Assignment 4: VAT and iVAT Algorithms

Description

The goal of this assignment was to apply the Visual Assessment for Tendency (VAT) and Improved Vat (iVAT) algorithms to some datasets. The VAT and iVAT algorithms provide visuals that we can use to determine the appropriate number of datasets for a clustering algorithm.

Technical Details

The VAT and iVAT algorithm take the dissimilarity vectors of the datapoints and reorder them by grouping distances that are close together. The resulting re-arranged values can be plotted on a heatmap to provide a visual indication of the number of clusters we should input in our clustering algorithm, or can prevent us from wasting time clustering data that has no clusters. The iVAT algorithm improves on VAT by providing a potentially cleaner visualization of the re-arranged dissimilarity.
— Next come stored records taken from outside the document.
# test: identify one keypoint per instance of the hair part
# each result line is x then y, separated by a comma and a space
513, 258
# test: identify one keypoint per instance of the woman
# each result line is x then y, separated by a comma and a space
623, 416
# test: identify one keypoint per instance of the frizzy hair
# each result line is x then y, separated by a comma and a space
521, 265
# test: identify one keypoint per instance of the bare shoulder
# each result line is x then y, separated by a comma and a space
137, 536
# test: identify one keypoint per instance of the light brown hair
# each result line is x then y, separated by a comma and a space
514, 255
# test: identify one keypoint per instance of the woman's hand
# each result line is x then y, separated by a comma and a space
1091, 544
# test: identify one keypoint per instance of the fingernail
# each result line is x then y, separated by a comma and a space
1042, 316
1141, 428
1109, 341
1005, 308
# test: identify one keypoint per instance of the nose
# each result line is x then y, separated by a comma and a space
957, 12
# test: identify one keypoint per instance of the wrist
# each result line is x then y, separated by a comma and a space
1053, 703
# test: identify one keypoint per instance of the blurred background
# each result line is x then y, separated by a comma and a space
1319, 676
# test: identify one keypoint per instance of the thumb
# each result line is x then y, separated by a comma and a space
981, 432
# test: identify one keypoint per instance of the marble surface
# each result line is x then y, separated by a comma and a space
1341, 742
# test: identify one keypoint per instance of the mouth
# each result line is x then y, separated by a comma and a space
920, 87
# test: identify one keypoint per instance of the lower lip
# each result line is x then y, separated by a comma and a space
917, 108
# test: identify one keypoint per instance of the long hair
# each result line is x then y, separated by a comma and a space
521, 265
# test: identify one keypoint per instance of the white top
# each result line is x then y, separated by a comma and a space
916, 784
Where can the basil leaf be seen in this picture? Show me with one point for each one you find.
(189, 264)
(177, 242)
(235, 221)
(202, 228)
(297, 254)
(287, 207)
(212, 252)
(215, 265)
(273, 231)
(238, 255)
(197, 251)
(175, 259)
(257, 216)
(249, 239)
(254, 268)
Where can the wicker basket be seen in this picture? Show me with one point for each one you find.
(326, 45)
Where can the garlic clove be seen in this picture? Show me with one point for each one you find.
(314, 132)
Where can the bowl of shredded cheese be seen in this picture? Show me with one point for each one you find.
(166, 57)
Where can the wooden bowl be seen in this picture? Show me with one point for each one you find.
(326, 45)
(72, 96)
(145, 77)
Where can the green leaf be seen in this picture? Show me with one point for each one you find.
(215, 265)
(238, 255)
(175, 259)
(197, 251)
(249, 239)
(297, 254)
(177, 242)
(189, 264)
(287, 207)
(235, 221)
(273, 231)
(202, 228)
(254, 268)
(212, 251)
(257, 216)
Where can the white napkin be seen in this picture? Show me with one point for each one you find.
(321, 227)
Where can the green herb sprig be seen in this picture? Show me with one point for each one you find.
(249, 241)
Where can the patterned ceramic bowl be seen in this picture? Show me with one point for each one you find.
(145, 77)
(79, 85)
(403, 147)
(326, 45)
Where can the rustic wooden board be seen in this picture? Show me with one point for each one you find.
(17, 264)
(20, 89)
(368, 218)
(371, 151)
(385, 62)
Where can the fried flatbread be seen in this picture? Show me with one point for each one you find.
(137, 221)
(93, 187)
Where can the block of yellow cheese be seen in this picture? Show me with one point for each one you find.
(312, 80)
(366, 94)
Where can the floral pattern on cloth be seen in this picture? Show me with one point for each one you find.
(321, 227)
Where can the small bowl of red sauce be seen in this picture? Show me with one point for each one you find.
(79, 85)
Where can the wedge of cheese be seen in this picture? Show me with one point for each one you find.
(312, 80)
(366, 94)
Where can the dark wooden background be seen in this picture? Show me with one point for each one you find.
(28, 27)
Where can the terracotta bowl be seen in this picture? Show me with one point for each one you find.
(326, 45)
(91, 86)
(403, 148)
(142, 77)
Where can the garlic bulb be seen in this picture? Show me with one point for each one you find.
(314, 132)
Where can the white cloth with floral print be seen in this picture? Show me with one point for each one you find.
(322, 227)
Below is the MATLAB code used for getting the datasets, applying VAT and iVAT, and plotting the results.

close all;
clear all;
clc;

datasets = LoadDataSets();

for i=1:length(datasets)
    dataset = datasets{i};
    R1 = dataset(:, 1);
    C1 = dataset(:, 2);
    datasetString = ['Dataset ' num2str(i)];
    try
        % Prep Figure
        ss = get(0,'screensize');
        fig = figure();
        set(fig, 'visible', 'off');
        fig.Position = [0, 0, ss(3), ss(4)];
        set(gca,'XColor', 'none','YColor','none')
        set(gca,'XTickLabel',[]);
        set(gca,'YTickLabel',[]);
        disableDefaultInteractivity(gca);

        % Datapoints
        s1 = subplot(2, 2, 1);
        s1.Position = [.05, .55, .4, .4];
        plot0 = plot(R1, C1, 'xk');
        title([datasetString ' Datapoints']);


        % Distances
        dist = pdist2(dataset, dataset);

        s2 = subplot(2, 2, 2);
        s2.Position = [.55, .55, .4, .4];
        set(s2,'xtick',[],'ytick',[])
        disableDefaultInteractivity(s2);

        heat0 = heatmap(dist);
        title([datasetString ' Dist Plot']);
        heat0.GridVisible = 'off';
        colormap('autumn');
        heat0.XDisplayLabels = nan(size(heat0.XDisplayData));
        heat0.YDisplayLabels = nan(size(heat0.YDisplayData));

        % VAT
        [RV,C,I,RI] = VAT(dist);
        RV = RV ./ max(max(RV));

        s3 = subplot(2, 2, 3);
        s3.Position = [.05, .05, .4, .4];
        disableDefaultInteractivity(gca);
        heat1 = heatmap(RV);
        title([datasetString ' VAT']);
        heat1.GridVisible = 'off';
        colormap('autumn');
        heat1.XDisplayLabels = nan(size(heat1.XDisplayData));
        heat1.YDisplayLabels = nan(size(heat1.YDisplayData));


        % iVAT
        [RiV,RV] = iVAT(dist, true);
        RiV = RiV ./ max(max(RiV));

        s4 = subplot(2, 2, 4);
        s4.Position = [.55, .05, .4, .4];
        disableDefaultInteractivity(gca);
        heat2 = heatmap(RiV);
        title([datasetString ' iVAT']);
        heat2.GridVisible = 'off';
        colormap('autumn');
        heat2.XDisplayLabels = nan(size(heat2.XDisplayData));
        heat2.YDisplayLabels = nan(size(heat2.YDisplayData));

        saveas(fig, ['dataset_' num2str(i) '_results.png']);
    catch exception
        i
        size(dataset)
        exception
    end
end

The results for each of the datasets are shown below.

In [5]:
from IPython.display import Image, display

for i in range(1, 13):
    try:
        print(f'Dataset {i}')
        display(Image(filename=f'./dataset_{i}_results.png') )
    except:
        print(f'No image found for Dataset {i}')
Dataset 1
Dataset 2
Dataset 3
No image found for Dataset 3
Dataset 4
Dataset 5
Dataset 6
Dataset 7
Dataset 8
Dataset 9
Dataset 10
Dataset 11
Dataset 12

Results

The results are very clear to me. We can see that VAT performs well on datasets that are clusterable, although there can be some ambiguity on the number of clusters if there is overlap in the data. This is expected. iVAT performs extremely well with very little ambiguity. The best example of this is dataset 6, where it is clear that there is one definite cluster, and a second cluster that could potentially be broken down into two smaller clusters. Being able to see these major and minor clusters so clearly makes iVAT very impressive to me.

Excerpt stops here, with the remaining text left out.